The debtor's second objection is to the inclusion in the proof of claim of costs and attorney's fees expended for the state foreclosure proceeding. She contends that Central failed to comply with HUD regulations in foreclosing on the mortgage. However, it has been established that HUD regulations on federally insured private mortgages were recommendations only and not prerequisites for the institution of foreclosure proceedings. Encarnacion Hernandez v. Prudential Mortgage Corp., 553 F.2d 241 (1st Cir.1977). Thus, there is no legal basis for excluding Central's claim for costs and attorney's fees expended on the foreclosure.

Perhaps anticipating the lack of legal precedent for declaring the foreclosure improper, the debtor further requests us to invoke an equitable remedy.
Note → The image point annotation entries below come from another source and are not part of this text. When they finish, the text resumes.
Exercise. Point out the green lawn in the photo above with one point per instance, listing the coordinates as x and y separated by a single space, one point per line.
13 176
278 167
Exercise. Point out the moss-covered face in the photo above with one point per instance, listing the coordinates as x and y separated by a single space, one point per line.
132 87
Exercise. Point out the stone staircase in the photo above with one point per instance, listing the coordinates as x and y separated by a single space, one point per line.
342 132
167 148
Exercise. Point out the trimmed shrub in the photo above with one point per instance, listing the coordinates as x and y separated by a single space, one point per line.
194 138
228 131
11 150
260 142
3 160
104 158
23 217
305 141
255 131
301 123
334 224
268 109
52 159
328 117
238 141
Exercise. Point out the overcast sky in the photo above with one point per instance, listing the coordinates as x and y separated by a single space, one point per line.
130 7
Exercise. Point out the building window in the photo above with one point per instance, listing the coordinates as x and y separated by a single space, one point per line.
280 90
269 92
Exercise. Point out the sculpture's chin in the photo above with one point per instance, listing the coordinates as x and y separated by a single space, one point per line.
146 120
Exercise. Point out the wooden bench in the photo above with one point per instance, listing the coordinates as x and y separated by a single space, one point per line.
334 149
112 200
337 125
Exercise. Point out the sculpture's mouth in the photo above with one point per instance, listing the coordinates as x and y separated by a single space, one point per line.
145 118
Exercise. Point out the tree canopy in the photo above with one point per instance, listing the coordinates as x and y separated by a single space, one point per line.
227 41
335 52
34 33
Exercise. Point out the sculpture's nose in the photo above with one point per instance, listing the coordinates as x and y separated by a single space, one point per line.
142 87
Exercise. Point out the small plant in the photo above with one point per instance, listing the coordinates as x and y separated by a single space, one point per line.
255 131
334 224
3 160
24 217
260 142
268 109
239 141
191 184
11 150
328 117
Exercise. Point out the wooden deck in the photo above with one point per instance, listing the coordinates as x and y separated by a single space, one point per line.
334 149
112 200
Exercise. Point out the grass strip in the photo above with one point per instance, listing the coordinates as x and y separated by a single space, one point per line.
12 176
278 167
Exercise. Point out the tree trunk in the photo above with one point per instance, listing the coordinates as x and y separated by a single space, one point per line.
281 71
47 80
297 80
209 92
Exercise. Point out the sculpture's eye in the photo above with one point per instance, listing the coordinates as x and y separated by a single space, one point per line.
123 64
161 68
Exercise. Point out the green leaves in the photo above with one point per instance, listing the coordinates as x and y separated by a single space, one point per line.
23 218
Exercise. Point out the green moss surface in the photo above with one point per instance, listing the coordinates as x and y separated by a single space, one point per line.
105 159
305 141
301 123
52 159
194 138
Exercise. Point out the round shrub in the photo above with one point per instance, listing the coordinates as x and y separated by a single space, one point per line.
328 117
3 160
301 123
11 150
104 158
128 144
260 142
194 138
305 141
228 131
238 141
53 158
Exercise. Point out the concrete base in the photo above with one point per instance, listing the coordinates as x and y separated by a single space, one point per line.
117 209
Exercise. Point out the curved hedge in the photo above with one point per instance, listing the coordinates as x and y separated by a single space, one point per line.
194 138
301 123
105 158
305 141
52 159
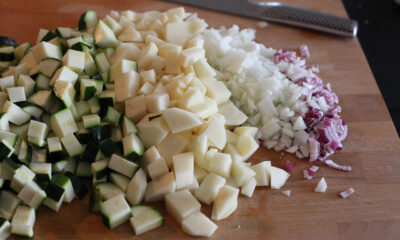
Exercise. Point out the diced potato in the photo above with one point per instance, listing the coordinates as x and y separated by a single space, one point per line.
181 204
209 188
183 167
225 203
135 108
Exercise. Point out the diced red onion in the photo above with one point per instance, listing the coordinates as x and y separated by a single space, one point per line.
347 193
285 55
334 165
314 149
288 166
304 52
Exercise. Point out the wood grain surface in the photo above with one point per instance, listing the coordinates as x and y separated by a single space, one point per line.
372 147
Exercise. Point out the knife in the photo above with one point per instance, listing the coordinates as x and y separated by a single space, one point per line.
280 13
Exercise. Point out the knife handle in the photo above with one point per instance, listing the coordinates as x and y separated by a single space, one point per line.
301 17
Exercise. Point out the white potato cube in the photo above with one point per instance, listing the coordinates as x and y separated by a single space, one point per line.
181 204
209 188
225 203
183 167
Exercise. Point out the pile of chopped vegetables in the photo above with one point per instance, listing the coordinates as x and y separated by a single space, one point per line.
153 107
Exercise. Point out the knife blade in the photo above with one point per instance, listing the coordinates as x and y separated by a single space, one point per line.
280 13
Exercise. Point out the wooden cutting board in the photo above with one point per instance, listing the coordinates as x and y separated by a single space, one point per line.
372 147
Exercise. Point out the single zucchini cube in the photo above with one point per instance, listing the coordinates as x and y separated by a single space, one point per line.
123 166
32 195
23 221
16 94
75 60
8 203
133 147
79 186
92 120
115 211
62 123
22 176
99 168
108 147
42 171
65 183
55 195
101 132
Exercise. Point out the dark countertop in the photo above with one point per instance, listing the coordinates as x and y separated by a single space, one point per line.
379 35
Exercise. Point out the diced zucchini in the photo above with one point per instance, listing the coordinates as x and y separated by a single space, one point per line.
82 107
87 20
21 177
101 132
115 211
23 221
148 218
42 82
16 94
112 116
101 62
37 130
8 203
32 109
123 166
90 65
90 121
120 180
75 60
108 190
116 135
88 89
32 195
55 195
65 91
133 147
43 98
72 145
62 123
15 114
99 168
79 186
128 126
49 66
25 152
39 155
108 147
90 152
94 105
94 201
42 171
83 169
64 74
27 82
106 99
84 135
9 136
64 182
46 50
We see no basis for that type of relief and we will accordingly deny the request.

The debtor's last objection is on the allowance of attorney's fees in excess of the 5% of the unpaid principal balance as specified in the mortgage agreement. The allowance of attorney's fees in a proof of claim is primarily accomplished through 11 U.S.C. § 506(b) of the Code which states:

(b) To the extent that an allowed secured claim is secured by property the value of which, after any recovery under subsection (c) of this section, is greater than the amount of such claim, there shall be allowed to the holder of such claim, interest on such claim, and any reasonable fees, costs, or charges provided under the agreement under which such claim arose.

11 U.S.C. § 506(b). Under this provision the allowance of attorney's fees is governed by the agreement between the parties and should be strictly construed. In Re Tolan, 41 B.R. 751, 753 (Bankr.M.D. Tenn.1984), In Re Cosby, 33 B.R. 949 (Bankr.E.D.Pa.1983). The mortgage agreement at issue limits the mortgagee's recovery of attorney's fees to 5% of the principal debt, which in the instant case amounts to $364.59.
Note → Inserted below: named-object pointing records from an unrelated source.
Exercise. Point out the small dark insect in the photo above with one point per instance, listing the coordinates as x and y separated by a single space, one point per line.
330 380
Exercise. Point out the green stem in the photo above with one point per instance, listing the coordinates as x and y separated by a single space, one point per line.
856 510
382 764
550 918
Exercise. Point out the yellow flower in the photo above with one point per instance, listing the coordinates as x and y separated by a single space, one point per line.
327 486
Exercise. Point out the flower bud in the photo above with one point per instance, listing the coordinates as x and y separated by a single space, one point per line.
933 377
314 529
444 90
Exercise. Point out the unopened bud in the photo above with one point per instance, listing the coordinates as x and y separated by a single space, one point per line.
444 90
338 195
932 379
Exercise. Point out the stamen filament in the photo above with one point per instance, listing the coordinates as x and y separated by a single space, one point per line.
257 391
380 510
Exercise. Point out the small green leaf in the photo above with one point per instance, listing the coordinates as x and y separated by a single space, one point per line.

In summary, Central sought in the proof of claim, inter alia, attorney's fees in the amount of $1,040.80, but we will reduce this sum by $676.21 in order to meet the cap of $364.59. We will also grant the debtor's request for a reduction of the creditor's proof of claim of $1,000.00 due to recoupment on the TILA violation and thus reduce the claim by a total of $1,676.21. We will also set a hearing to determine the amount of attorney's fees to be awarded to the debtor under the TILA. We will enter an appropriate order.

NOTES

[1] This opinion constitutes the findings of fact and conclusions of law required by Bankruptcy Rule 7052.
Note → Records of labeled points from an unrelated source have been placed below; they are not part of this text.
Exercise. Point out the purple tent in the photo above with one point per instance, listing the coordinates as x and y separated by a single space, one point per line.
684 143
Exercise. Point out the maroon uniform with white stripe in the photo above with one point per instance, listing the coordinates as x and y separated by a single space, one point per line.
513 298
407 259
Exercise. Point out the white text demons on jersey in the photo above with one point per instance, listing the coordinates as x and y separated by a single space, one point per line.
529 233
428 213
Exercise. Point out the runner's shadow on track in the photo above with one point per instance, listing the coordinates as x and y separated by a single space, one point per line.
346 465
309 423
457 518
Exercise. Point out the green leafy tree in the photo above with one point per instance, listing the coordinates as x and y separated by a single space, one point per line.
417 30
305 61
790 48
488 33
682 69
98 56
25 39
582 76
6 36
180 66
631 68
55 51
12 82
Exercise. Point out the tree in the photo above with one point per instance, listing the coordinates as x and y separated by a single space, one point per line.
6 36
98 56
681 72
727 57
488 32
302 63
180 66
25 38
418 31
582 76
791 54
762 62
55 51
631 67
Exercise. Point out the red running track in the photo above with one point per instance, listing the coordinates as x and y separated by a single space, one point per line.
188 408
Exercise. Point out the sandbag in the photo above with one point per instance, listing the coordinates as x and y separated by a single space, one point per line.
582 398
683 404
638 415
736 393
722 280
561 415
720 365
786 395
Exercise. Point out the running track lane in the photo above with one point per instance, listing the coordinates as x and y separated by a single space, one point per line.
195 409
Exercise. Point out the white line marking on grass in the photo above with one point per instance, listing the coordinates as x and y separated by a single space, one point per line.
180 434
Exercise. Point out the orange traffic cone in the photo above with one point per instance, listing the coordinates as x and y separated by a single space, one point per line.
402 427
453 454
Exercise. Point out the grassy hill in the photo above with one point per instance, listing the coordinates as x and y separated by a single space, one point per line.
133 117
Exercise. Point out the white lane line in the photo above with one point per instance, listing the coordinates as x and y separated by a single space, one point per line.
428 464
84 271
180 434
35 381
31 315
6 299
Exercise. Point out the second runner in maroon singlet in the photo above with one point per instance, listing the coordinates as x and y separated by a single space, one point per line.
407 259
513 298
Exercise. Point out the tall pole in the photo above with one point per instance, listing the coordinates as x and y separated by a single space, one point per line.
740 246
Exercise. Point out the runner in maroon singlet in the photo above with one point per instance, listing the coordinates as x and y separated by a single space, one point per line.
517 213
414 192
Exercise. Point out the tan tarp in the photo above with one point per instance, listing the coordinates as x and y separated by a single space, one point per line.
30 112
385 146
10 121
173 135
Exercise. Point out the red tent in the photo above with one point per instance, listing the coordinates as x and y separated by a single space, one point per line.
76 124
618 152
[2] § 1640. Civil liability

Individual or class action for damages; amount of award; factors determining amount of award

(a) Except as otherwise provided in this section, any creditor who fails to comply with any requirement imposed under this part, including any requirement under section 1635 of this title, or part D or E of this subchapter with respect to any person is liable to such person in an amount equal to the sum of —

(1) any actual damage sustained by such person as a result of the failure;

(2)(A)(i) in the case of an individual action twice the amount of any finance charge in connection with the transaction, or (ii) in the case of an individual action relating to a consumer lease under part E of this subchapter, 25 per centum of the total amount of monthly payments under the lease, except that the liability under this subparagraph shall not be less than $100 nor greater than $1,000; or

(B) in the case of a class action, such amount as the court may allow, except that as to each member of the class no minimum recovery shall be applicable, and the total recovery under this subparagraph in any class action or series of class actions arising out of the same failure to comply by the same creditor shall not be more than the lesser of $500,000.00 or 1 per centum of the net worth of the creditor; and

(3) in the case of any successful action to enforce the foregoing liability or in any action in which a person is determined to have a right of rescission under section 1635 of this title, the costs of the action, together with a reasonable attorney's fee as determined by the court.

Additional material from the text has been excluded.